E o que leva alguém a se comportar de forma tão odiosa? Muitos agressores são doentes, estavam alcoolizados ou drogados no momento da agressão; muitos sofreram abuso sexual na infância e cresceram com uma ideia totalmente distorcida da vida. Há pais, por exemplo, que se sentem donos das filhas e acreditam ter direito a serem o primeiro homem em suas vidas; alguns ainda tentam responsabilizar as vítimas, alegando que foram provocados; outros empurram a culpa para a esposa ou o marido dizendo que só se voltaram para a criança porque não tinham um parceiro sexual competente ou disponível; e, não raramente, a mãe é uma cúmplice, por ignorar os sinais de que algo está errado; por não ser capaz de proteger a criança. Isso quando ela não participa ou promove o abuso. De qualquer forma, o agressor precisa ser punido. E, se for o caso, tratado.

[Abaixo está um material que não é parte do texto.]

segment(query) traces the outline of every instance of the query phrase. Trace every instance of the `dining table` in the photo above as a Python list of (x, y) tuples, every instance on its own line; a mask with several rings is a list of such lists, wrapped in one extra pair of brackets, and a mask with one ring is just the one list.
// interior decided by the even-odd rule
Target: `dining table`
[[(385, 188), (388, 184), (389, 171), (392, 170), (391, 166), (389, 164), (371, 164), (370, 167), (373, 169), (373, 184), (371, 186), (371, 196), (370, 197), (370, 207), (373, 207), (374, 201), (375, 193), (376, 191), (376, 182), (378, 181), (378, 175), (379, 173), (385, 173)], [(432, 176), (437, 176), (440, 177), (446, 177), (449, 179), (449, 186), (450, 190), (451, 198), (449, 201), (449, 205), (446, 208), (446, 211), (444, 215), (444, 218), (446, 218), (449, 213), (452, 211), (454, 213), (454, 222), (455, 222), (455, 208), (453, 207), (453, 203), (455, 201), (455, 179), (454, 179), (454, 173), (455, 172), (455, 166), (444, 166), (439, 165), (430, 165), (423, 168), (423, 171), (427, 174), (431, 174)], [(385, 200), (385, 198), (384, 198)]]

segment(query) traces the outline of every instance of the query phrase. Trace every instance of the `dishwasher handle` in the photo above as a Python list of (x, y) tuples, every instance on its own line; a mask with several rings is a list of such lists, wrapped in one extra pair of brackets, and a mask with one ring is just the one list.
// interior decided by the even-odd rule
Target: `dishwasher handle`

Além disso, há casos em que os pais se comportam de forma imprópria na frente dos filhos, argumentando que sexo faz parte da vida; ou se esquecem de tomar os devidos cuidados e são flagrados em momento de muita intimidade. Mesmo que não tenham a intenção, terminam envolvendo a criança em um assunto para o qual ela não tem preparo. Pais que se amam e trocam carinhos é uma coisa. Sacanagem na frente dos pequenos é outra. A criança não entende bem o sexo. Dependendo da idade que ela tenha, o ato pode ser visto como ameaçador ou sujo. Nem mesmo recém-nascidos devem dividir o quarto com os pais. Sexo é maravilhoso, mas é para adultos.

É triste, mas não precisamos ir a Los Angeles para falar em pedofilia. Recentemente, dois homens, um de 42 e outro de 38 anos, solteiros e de classe média, foram presos acusados de abusar sexualmente de um menino de 13 anos. Segundo o DFTV 2ª. Edição do último dia 17, um deles mora na Asa Sul e trabalha como analista de sistemas nos Correios; o outro reside no Guará e é empregado terceirizado da área de infomática do Ministério da Saúde. Os dois teriam abusado, ainda, de quatro crianças que costumavam levar para passear. E, ao que tudo indica, são parte de uma quadrilha internacional. Mas, o pior de tudo é que o que rolava na casa deles era do conhecimento dos vizinhos. Só que demorou para que alguém denunciasse. Ainda há gente que acha que não deve se envolver nesses assuntos, que eles não lhes pertencem.

Crianças são vendidas, compradas, alugadas em um comércio medonho que cresce bem debaixo dos nossos narizes. Não podemos fechar os olhos ao que está acontecendo. Todos somos responsáveis por todas as crianças e precisamos estar sempre alertas. Como diz a música escrita pelo próprio Michael Jackson, nós somos o mundo, nós somos as crianças, nós somos aqueles que criamos um dia mais brilhante, que vamos criar um dia melhor. Valeu, irmã! Até sábado, leitores!